The obvious trick is to perform the re-packing on the server itself, for which a command line tool would be good. There is actually an Avidemux command line tool (avidemux3-cli, if you’re trying to yum install it), but scripting it is a nightmare and even invoking it file-by-file is a pain in the butt. So, in the end, I created this little shell script as a file called movieconvert.sh:
#!/bin/bash SAVEIFS=$IFS IFS=$(echo -en "\n\b") f=`ls *.mkv` ffmpeg -i "$f" -vcodec copy -acodec copy `basename "$f" .mkv`.mp4 IFS=$SAVEIFS
The …IFS… lines are there to deal with the fact that a lot of my movie files have spaces in their names, which would result in ffmpeg trying to convert files called “2001″, “A”, “Space” and “Odyssey” instead of a single file called “2001 A Space Odyssey” (which would be wrong, of course, and thus just lead to runtime errors). Otherwise, the main action is done by invoking ffmpeg with a bunch of switches which demand the video file be copied, not re-encoded, but re-packed as an MP4, not an MKV.

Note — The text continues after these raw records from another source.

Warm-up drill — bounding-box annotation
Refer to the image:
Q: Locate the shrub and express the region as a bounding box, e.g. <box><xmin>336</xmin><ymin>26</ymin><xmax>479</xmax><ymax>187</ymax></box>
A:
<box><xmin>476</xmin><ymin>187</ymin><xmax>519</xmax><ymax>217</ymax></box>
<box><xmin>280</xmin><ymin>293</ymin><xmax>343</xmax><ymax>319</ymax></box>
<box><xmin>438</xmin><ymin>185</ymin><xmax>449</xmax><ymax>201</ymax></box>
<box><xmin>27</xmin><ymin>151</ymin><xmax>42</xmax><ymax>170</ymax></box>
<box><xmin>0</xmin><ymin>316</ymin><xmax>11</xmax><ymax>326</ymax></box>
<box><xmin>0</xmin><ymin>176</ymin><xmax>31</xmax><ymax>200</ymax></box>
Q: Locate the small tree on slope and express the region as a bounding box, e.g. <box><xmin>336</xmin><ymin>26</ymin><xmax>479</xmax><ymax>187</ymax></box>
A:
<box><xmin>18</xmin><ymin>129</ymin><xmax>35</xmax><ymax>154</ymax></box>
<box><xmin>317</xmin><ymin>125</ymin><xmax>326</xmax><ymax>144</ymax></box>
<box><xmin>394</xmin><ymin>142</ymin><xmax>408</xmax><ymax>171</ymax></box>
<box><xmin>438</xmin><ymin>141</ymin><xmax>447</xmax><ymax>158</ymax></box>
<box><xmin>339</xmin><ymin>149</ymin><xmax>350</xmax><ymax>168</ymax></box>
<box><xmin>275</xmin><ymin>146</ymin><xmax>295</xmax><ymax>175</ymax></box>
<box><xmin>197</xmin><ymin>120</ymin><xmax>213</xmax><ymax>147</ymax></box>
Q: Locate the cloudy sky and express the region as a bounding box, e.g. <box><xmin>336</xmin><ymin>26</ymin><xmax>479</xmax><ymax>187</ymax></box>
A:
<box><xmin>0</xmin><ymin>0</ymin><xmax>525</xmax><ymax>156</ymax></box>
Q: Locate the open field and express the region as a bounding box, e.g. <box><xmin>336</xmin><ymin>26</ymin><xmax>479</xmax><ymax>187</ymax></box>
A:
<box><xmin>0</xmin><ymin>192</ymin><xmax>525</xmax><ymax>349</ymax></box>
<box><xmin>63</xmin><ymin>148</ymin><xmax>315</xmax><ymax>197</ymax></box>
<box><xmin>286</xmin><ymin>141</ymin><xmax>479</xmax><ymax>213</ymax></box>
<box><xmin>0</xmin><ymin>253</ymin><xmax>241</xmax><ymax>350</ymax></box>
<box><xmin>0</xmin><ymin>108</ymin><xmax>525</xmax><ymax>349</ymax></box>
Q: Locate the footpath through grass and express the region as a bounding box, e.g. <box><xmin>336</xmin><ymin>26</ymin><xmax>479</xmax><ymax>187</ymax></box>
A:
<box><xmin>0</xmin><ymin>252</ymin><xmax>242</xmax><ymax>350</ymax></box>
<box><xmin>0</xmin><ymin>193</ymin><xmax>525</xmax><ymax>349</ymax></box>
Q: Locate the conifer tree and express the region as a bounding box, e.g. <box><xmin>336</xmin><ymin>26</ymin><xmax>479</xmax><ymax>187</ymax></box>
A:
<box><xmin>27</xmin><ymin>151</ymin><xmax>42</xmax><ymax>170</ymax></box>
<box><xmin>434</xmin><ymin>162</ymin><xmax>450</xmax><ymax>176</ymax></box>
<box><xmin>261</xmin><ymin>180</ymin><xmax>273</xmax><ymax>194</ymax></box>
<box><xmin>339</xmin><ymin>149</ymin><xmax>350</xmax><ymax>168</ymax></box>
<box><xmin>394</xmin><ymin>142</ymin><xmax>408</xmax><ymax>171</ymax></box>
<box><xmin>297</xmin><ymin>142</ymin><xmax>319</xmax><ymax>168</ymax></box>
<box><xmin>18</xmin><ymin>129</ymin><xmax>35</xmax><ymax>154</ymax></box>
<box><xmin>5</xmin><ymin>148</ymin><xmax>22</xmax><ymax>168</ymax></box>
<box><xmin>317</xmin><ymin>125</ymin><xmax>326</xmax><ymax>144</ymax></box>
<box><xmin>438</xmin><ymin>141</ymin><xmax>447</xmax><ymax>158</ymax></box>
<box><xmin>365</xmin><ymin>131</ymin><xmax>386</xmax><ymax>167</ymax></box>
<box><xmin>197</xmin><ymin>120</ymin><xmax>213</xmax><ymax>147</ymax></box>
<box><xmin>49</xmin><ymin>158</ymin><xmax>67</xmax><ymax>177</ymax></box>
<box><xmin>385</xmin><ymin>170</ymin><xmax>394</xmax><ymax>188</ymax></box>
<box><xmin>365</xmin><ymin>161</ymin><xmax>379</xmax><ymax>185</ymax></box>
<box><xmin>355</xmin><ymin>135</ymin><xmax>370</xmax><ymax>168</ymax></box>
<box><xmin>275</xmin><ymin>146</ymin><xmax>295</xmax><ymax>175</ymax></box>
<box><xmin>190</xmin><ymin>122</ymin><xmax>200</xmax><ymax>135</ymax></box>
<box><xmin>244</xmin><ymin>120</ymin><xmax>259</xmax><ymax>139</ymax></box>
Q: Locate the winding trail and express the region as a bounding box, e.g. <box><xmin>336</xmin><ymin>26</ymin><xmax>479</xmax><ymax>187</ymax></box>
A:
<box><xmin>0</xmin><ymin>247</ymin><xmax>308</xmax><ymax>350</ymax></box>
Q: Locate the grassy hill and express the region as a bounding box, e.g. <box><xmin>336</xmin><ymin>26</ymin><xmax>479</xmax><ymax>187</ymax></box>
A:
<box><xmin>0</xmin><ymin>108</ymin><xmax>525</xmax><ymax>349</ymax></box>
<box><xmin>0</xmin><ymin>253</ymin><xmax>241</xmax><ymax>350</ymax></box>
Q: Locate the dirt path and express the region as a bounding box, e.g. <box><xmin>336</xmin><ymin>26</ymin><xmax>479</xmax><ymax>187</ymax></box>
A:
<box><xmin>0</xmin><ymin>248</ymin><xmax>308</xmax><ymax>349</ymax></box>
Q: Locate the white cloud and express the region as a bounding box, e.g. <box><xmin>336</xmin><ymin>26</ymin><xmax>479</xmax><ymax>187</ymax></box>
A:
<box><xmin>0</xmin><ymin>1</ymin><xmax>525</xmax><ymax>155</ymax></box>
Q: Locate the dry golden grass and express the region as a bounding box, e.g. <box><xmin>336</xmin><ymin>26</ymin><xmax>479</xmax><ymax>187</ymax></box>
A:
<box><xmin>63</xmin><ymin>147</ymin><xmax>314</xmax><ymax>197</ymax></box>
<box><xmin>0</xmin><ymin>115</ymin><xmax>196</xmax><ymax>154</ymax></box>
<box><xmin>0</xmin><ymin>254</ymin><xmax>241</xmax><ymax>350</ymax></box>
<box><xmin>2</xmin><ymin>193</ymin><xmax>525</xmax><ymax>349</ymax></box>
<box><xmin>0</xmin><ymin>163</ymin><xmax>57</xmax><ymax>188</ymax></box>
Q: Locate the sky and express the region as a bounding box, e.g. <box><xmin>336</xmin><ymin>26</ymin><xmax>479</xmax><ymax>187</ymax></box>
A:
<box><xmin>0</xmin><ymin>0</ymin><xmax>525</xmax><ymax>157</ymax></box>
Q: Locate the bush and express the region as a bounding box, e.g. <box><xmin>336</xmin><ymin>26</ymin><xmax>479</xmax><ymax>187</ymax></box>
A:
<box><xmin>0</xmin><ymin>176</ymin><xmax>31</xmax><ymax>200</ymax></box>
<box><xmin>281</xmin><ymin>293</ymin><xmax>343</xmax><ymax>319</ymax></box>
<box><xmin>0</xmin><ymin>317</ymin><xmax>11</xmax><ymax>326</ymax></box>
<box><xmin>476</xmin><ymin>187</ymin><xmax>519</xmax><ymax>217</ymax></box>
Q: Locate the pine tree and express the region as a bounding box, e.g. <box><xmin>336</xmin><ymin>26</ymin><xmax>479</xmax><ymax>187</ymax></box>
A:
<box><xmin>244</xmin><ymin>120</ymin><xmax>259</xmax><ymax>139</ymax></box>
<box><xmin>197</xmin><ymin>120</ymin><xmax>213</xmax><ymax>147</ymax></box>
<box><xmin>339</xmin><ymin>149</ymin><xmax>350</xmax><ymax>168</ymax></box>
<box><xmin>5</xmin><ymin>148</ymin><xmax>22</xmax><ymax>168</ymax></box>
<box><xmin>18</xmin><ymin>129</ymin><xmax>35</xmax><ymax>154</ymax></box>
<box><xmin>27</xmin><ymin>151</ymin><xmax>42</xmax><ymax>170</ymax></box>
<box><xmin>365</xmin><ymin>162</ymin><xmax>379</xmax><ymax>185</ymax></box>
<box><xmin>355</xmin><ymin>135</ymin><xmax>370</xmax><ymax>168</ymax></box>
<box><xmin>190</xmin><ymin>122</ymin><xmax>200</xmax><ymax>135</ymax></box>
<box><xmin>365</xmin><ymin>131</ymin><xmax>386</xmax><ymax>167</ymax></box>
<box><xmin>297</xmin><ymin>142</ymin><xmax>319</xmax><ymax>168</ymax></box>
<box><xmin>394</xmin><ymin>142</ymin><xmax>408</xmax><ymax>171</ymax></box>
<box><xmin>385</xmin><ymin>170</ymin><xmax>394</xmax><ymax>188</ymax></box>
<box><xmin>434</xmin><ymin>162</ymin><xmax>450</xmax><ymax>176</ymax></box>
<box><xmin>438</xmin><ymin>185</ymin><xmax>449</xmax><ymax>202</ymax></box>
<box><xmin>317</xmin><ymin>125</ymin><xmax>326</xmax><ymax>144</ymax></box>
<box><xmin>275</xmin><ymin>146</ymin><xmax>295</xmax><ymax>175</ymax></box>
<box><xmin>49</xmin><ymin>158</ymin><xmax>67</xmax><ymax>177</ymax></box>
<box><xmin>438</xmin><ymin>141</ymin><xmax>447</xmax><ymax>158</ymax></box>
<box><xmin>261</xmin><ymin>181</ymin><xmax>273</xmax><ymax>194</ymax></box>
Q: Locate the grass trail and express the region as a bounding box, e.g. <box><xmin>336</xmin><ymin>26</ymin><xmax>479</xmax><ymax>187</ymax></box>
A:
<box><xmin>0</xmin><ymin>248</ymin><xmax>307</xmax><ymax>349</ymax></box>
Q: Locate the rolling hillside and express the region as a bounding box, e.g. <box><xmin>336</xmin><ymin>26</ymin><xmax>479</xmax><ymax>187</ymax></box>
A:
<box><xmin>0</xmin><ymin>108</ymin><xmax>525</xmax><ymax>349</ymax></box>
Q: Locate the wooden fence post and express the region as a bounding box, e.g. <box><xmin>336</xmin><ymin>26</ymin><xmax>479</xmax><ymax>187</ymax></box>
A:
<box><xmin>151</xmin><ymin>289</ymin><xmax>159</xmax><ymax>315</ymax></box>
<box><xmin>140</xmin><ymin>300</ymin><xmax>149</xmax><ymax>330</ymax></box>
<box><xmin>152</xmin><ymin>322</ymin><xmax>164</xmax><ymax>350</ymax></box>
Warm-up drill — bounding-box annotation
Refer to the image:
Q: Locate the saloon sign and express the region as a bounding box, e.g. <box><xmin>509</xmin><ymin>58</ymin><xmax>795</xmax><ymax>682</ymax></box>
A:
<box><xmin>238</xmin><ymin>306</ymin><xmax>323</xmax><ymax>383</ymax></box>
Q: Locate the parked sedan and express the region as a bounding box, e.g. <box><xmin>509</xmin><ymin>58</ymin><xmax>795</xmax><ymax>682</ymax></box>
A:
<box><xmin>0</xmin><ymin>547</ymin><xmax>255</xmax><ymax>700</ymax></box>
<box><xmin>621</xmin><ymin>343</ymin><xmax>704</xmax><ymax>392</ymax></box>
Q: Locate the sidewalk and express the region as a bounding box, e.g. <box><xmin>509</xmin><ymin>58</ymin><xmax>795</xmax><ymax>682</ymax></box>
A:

I stuck that in /usr/bin (so it’s in my path), and now I can cd to any directory containing a movie file and do ./movieconvert.sh and everything then just happens automatically. Sure enough, the Panasonic can play the MP4s just fine, too.
So we settle down for the evening to watch one of the movies I’d converted into MP4, and all was going swimmingly. Until suddenly a pop-up appeared informing me that a scheduled TV recording was about to start and therefore the DLNA connection would have to be terminated. What??? Yup. It turns out that you can’t record a program in the background whilst watching a film over the network. Which makes this particular Panasonic a piece of crapola that got taken back to the store that sold it the very next day. Happily, a full refund was received with not too many questions asked.
So what am I using now? Funnily enough, exactly the same kit that the Windows Media Center originally replaced: a Western Digital WD TV Live, which does movies and music very well, using plain old Samba shares to which it connects without drama. And for the live and recorded TV, a relatively ancient Topfield TF-7100 (now about 4 years old, upgraded by yours truly to a 500GB hard disk some years ago, still going strong).
The only pain points in going back to this arrangement are that it would require 4 remote controls (WD TV LIve, the TV, the receiver/amplifier and the Topfield). Happily, a Logitech Harmony all-in-one remote control takes care of that. Which leaves just one real pain-point: the TV listings in Windows Media Center are clear and speedy to navigate. The Topfield equivalent is hopeless, displaying just one channel at a time and taking an age to load or move through. A many-channels-at-a-glance view would be good, but no such beast exists. Not even the paid-for ICE TV gives what is needed. For the moment, I have no answer to this one, then.
Whether we persist with this retro setup, I can’t say. However, I can say that the Panasonic DMR-HW220 is completely hopeless -and, indeed, that anything relying on DLNA is not something I’ll be letting into my house again any time soon! I am really surprised that there isn’t a single box which can do dual-channel live TV, multi-channel recording, Samba connections, MKV and FLAC playback, with a decent, synoptic program guide. But as far as I can tell, there simply isn’t: and that seems a curious gap in the market at this stage of the game!